Because Rituxan is approved for use in cancer treatment and a few other autoimmune diseases, but not MS, few Americans with MS have easy access to Rituxan. That’s because Roche chose not to pursue FDA approval for it for that use (a move, some have alleged, intended to sideline an effective drug that was losing its profit potential and replace it with a far more lucrative one).
This means that most insurers don’t cover Rituxan, but will possibly cover the much more costly Ocrevus, adding more financial strain to an already-overburdened healthcare system–making it even harder to afford health insurance.
Roche/Genentech, meanwhile, maintains that its decisions were based on patient care considerations and not profits. “We advanced [Ocrevus]…into late stage development because we believed it had the best potential for efficacy and safety in people with MS, a disease where long-term treatment is warranted,” said Peter Chin, medical director at Genentech, in an interview with Multiple Sclerosis News Today.

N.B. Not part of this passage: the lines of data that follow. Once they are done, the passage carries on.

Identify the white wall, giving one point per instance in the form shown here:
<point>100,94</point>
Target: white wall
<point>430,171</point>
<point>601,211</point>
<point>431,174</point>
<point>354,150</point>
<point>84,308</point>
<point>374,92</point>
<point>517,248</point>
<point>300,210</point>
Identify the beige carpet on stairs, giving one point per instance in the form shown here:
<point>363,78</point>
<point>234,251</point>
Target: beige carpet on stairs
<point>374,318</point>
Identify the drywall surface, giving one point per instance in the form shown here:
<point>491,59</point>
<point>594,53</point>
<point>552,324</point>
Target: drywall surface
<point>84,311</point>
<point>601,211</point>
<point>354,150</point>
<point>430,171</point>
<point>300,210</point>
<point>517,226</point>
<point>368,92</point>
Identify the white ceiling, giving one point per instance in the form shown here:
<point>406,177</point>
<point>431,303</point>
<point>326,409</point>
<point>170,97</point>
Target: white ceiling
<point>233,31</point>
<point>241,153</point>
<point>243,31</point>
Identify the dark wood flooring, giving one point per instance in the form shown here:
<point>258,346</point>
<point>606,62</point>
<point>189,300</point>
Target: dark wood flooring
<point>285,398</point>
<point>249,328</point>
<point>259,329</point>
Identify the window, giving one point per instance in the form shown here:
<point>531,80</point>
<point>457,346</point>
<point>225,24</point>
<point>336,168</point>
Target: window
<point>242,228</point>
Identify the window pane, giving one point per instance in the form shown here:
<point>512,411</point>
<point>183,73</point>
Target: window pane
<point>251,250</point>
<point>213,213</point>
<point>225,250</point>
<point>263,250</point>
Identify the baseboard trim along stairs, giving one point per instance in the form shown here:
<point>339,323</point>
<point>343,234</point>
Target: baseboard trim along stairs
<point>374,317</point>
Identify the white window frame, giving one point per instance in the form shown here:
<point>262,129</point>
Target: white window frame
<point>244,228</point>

The Times and STAT’s piece on Ocrevus included statements from sources who hailed the drug approval, calling it a “big deal,” a “significant improvement,” “quite stunning,” and a “major therapeutic advance,” among other accolades.
But those compliments also could be applied to Rituxan, said Langer-Gould, who added that these “major therapeutic advances” actually happened more than a decade ago. But few benefited because Roche delayed Rituxan’s development and then eventually stopped it altogether. It’s misleading to paint Roche and its scientists as heroic now, she said.
“When they stopped Rituxan’s development, it was the main reason I left Genentech,” she said. “I told them ‘you’re just withholding a highly effective treatment for MS patients for another decade’–and that is exactly what happened.”